Monday’s City Council work session, scheduled for a 1 p.m. start, didn’t get underway until 2:22. It wasn’t because Councilors were shirking their duty – they were there, meeting behind closed doors in “executive session,” considering an undisclosed legal matter.
It seemed obvious that they were discussing the city’s strategy regarding the Public Employees’ Retirement Association of Colorado lawsuit, but no one was talking. Emerging from the closed meeting, Councilors refused all comment, as did the various attorneys who were closeted with our elected leaders.
The stakes couldn’t be higher. PERA had won the first round when retired District Court Judge Harlan Bockman peremptorily dismissed the city’s claim that it owed nothing to PERA as a consequence of the Memorial Hospital lease to University of Colorado Health. The city had taken a one-time payment from UCHealth of $259 million to take care of any possible PERA liability, but our leaders had a different plan.
It was simple: Keep the cash!
State statutes that establish procedures for local government entities seeking to withdraw from PERA are clear. In his decision, Bockman referenced them.
“The Court finds that the City and MHS violated the statutory termination provisions by failing to apply to the PERA Board to withdraw,” Bockman stated, “and by failing to comply with all of the statutory termination provisions prior to withdrawing its status as a PERA employer.” Further, the judge continued, “The mandatory process ensures that a withdrawing employer pays for the accrued, unfunded benefits of its retirees and employees before leaving PERA.”
In October 2012, when the suit was filed, PERA calculated the city’s liability to the pension fund at $185 million. With accrued interest, it now stands at more than $200 million.
As reporter Pam Zubeck reported in this week’s Colorado Springs Independent, the city has paid two outside law firms (Hogan Lovells and Fulbright & Jaworski) a total of $1.6 million to litigate the case, and the clock is still running.
Undeterred, the city appealed Bockman’s ruling on Tuesday. It’s reasonable to ask why there was absolutely no public process, or whether any of our city’s elected officials disagreed with the decision. It may be reasonable to ask, but you won’t get any answers.
In a Kafka-esque voyage through a bureaucratic hall of mirrors, we asked Councilors whether the appeal had been authorized during Monday’s executive session.

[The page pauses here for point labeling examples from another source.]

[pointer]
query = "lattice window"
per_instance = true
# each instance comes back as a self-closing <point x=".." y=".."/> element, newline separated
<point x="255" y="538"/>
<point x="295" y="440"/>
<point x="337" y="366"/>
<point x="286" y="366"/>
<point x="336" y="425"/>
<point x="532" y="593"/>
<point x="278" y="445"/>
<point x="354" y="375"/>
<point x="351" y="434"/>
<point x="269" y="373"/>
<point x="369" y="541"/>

None would answer, directing us to the city attorney’s office. Wynetta Massey, the interim city attorney, would not speak to us, referring the question to city’s public communications department. A staffer forwarded our question to Massey.
Here’s the response:
“Regarding your questions about the decision to appeal the PERA case, the City Attorney’s office will not be commenting on this because it is a pending litigation matter.”
Such transparency! Was the decision to appeal transmitted from outer space by the city’s alien overlords on the Planet Zark?
Joking aside, it appears that Council and its legal advisers are comfortable with making secret, unaccountable decisions on an unimaginably large scale.
They’re not playing with the city’s chips. Whatever money is left after settling with PERA will fund the Memorial Health Foundation. Under its charter, the foundation cannot give out grants until its assets exceed $100 million, but that day may be far in the future.
According to an individual close to the process, the city could have settled with PERA for $150 million in 2012, but chose to go for the gold ring instead. Such a deal would have immediately put $109 million in the foundation’s coffers, and the community might have already received more than $5 million in grants.
But if the litigation continues in the appeal process for another two or three years, and PERA prevails, the foundation will receive nothing.
And while City Council may be willing to gamble with the foundation’s prospective assets, the organization’s board members might find themselves in an uncomfortable situation. They owe a fiduciary duty to the foundation. They’re bound by the “prudent man” doctrine that governs fiduciaries, requiring that they oversee the investments and assets of the organization as would a prudent and careful steward.
Would a prudent man gamble $100 million on a throw of the dice, hoping to increase his stake to $259 million? I don’t know – it seems a little risky. But don’t worry, guys – City Council has your back, as does the interim city attorney. Don’t believe me? Just take a walk in the hall of mirrors.